In Iran—as you might expect—internet content about women’s rights, sex, and religion are censored and filtered. Wikipedia articles on the topic used to be blocked. But in 2015, people in Iran were suddenly able to access Wikipedia posts that were previously censored—all because Wikipedia made a simple switch.
Wikipedia used to operate under both HTTP or HTTPS. With HTTPS, the information in your browser is encrypted. People can see what site you’re on, but not which specific page of that site when you use HTTPS. For example, someone eavesdropping on the network could see that you’re on Facebook, but not which ex from high school you’re looking at.
So if a country didn’t want you looking at, say, the Wikipedia page about Tiananmen Square, it could just block that single article. That is, until the Wikimedia Foundation switched over to being completely HTTPS in 2015. Now, if a nation wants to stop its citizens from reading some Wikipedia pages, it has to block the entire site. “Without encryption, governments can more easily surveil sensitive information, creating a chilling effect, and deterring participation, or in extreme cases they can isolate or discipline citizens,” the Wikimedia Foundation said in a statement back in 2015.
In May, the Berkman Klein Center for Internet and Society at Harvard released a study on the effects of the Wikimedia Foundation’s switch to HTTPS-only. For the most part, according to the report, it has been positive for the fight against censorship. “Wikipedia has repeatedly found itself the target of government censors,” the authors of the study wrote. But the site’s efforts seem to be working. “Our research suggests that on balance, there is less censorship happening now than before the transition to HTTPS-only content delivery in June 2015. This initial data suggests the decision to shift to HTTPS has been a good one in terms of ensuring accessibility to knowledge,” the study says.
To conduct the study, the Berkman Center used both client-side data and server-side data. Client data comes from the “perspective of users around the globe,” and server data deals with “traffic coming in to Wikimedia servers.”
The researchers focused on 15 different countries that had histories of either specifically blocking Wikipedia or general internet censorship. The study found that the primary countries that are censoring Wikipedia at least somewhat are China, Thailand, and Uzbekistan.
The Chinese-language Wikipedia project began in May 2001. Its first brush with censorship came in 2004, when the government blocked the project during the anniversary of the Tiananmen Square protests. Currently, the entire Chinese Wikipedia site is blocked. China’s government its own official digital encyclopedia in 2018. A digitized version of the print version that has been around since the 1970s, it will contain 300,000-plus entries made by more than 20,000 scholars.

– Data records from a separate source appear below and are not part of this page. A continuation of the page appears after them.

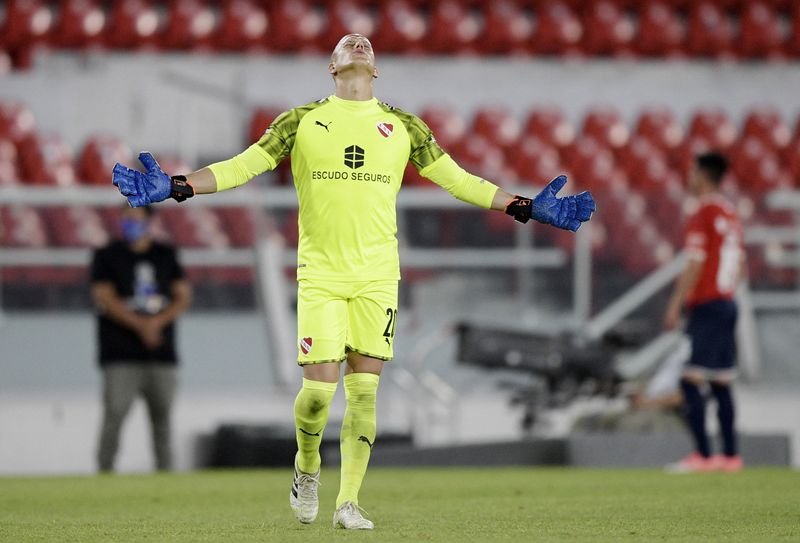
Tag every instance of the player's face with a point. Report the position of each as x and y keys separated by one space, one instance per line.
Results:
x=696 y=177
x=353 y=51
x=135 y=224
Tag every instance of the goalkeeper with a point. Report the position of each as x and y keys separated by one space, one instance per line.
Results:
x=348 y=155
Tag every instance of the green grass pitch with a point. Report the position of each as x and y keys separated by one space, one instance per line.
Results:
x=410 y=505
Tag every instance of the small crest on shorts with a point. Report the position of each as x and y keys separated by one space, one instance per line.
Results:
x=386 y=129
x=305 y=344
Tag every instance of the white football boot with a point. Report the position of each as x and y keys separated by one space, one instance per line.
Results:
x=303 y=497
x=349 y=517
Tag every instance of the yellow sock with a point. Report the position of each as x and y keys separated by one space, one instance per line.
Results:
x=311 y=408
x=358 y=433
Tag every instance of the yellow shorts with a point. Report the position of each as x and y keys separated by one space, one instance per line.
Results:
x=335 y=317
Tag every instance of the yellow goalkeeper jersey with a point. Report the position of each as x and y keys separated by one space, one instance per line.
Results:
x=348 y=159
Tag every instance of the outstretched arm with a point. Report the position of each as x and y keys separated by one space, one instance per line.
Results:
x=567 y=212
x=155 y=186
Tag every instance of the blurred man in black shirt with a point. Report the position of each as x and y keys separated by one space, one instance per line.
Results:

China is an extreme case, but other countries have dabbled in Wikipedia blockage, too. While states in America have begun to legalize marijuana, Russia still has a problem allowing its citizens to merely look at articles on the subject. Roskomnadzor, the federal agency that supervises electronic media in Russia, blocked all of Russian Wikipedia, aka ru.wikipedia.org, in August 2015 after Wikipedia editors refused to remove an article about cannabis. Because this happened after the switch to HTTPS, the government had to block all access to Wikipedia, instead of just the page. However, the site was restored a few hours later after Roskomnadzor said the article met its standards after being edited, even though Wikipedia editors claimed the article hadn’t been changed.
The study concludes that while Russia’s internet censorship at large continues to grow, the government has not been interfering with Wikipedia. Clients based in Russia were able to access Wikipedia and its subdomains, and the network request round trip was the fastest out of all the countries in the study.